[geeks] Oh my god...

Joshua D Boyd jdboyd at cs.millersville.edu
Sat Nov 30 14:34:25 CST 2002


On Fri, Nov 29, 2002 at 09:51:36PM -0500, Greg A. Woods wrote:

> > So, sure there are other Smalltalks out there, like Cincom or Visual
> > Age, but they cost large amounts of money.  Sure, they are free for
> > personal use, but what about using for small commercial products?
> 
> Why don't _you_ actually read their licences?  They spell things out
> pretty clearly.

> > Visual Age is quite
> > expensive, so that cost would need to be defrayed over a lot of clients,
> 
> As far as I understand plain VisualAge Smalltalk is *FREE* for _anyone_
> to download.  You only have to pay for the "Enterprise" version.  That
> means _anyone_ can download their own free copy -- i.e. their own
> runtime for your application(s).  You do have to "register" to get your
> first copy, but their license is explicitly a copyright license.  You
> don't even have to agree to the early-access license for older versions.
> 
> Besides, if you're talking about small volume commercial products then
> that's exactly what you have to do:  defray the cost over the number of
> clients.
> 
> HOWEVER -- VisualAge is but one of at least three very mature and widely
> used commercial implementations of smalltalk!  Get out of your box and
> quit making assumptions that are flat out wrong.  :-)
> 
> For example ST/X (www.except.de) is now 100% free, including for
> commercial use.  I believe it's even freely redistributable, meaning you
> can hand out copies of it along with your application(s).
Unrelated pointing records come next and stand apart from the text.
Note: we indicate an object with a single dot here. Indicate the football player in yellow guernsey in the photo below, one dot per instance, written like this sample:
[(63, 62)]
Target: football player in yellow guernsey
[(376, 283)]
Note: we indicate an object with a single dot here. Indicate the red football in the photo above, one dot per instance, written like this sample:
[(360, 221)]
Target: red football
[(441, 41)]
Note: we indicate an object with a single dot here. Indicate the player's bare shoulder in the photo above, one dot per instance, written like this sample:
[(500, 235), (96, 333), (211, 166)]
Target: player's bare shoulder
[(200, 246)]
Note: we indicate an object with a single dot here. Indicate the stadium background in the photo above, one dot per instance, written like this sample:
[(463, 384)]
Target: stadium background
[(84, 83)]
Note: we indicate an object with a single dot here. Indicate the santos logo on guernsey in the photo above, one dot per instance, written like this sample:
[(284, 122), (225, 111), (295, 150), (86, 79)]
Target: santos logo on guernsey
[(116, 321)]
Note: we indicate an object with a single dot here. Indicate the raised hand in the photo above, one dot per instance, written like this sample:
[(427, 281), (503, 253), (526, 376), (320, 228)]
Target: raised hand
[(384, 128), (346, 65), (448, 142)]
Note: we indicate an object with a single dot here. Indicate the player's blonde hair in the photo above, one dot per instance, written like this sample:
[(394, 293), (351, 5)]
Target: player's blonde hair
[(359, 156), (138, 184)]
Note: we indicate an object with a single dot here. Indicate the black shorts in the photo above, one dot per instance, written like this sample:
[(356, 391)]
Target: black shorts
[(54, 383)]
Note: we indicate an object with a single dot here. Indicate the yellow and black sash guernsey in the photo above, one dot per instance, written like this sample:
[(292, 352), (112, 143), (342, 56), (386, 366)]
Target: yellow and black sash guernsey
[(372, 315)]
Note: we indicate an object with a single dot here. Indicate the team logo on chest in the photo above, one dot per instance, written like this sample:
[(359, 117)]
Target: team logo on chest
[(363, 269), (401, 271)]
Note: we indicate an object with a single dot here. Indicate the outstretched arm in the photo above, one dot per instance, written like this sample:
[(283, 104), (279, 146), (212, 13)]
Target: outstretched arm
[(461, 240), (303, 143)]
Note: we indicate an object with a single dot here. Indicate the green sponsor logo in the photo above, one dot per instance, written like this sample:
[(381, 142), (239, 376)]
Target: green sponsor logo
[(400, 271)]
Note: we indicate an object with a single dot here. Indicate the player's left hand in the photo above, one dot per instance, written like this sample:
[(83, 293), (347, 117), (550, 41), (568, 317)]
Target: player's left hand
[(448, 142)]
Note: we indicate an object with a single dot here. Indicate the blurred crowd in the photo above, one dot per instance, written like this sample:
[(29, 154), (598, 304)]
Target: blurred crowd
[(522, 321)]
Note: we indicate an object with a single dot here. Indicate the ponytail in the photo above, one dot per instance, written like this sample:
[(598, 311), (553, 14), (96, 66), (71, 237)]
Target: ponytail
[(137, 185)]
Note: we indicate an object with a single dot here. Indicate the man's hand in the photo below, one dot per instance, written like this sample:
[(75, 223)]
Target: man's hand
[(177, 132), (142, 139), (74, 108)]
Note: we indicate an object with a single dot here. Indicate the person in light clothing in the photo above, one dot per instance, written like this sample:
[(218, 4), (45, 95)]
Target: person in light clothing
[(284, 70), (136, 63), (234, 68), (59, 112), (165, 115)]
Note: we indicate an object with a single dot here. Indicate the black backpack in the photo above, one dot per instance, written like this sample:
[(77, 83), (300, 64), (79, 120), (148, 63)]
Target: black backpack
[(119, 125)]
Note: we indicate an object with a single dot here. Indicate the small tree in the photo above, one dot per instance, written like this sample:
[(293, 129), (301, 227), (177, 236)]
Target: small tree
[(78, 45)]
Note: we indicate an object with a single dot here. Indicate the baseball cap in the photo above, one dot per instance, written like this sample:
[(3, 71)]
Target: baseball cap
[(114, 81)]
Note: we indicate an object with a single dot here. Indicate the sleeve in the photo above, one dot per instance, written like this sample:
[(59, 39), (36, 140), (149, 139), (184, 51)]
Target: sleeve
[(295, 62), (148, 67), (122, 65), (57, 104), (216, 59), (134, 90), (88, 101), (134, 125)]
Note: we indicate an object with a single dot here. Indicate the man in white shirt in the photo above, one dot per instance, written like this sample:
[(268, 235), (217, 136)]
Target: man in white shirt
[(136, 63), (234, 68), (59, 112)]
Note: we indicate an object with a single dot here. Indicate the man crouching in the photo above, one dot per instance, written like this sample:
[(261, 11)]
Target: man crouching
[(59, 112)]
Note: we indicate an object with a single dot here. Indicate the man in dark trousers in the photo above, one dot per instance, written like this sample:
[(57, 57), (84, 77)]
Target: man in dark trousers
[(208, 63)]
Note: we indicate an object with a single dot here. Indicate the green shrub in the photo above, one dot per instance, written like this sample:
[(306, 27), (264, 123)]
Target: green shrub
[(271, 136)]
Are you sure that is the right URL?  The only link on the page I get is
an email address.
 
> So, take care to understand the licensing of whatever you're looking at.
> Copyright law is not the same as contract law.  If the implementation is
> offered under copyright for anonymous download then anyone can download
> their own free copy and they're free to make use of it in any way, just
> like you can use a book in any way.  I.e. if you want to give free or
> cheap applications to someone then they can download their own "free"
> copy of the runtime environment.

Your right, I've just come to associate hearing something was "free for
personal use" as meaning that I'd spend a lot of time learning something
that I couldn't afford to actually use.

I'm now looking more closely at Visua Age's web site (based on having
like Visual Age for Java years ago).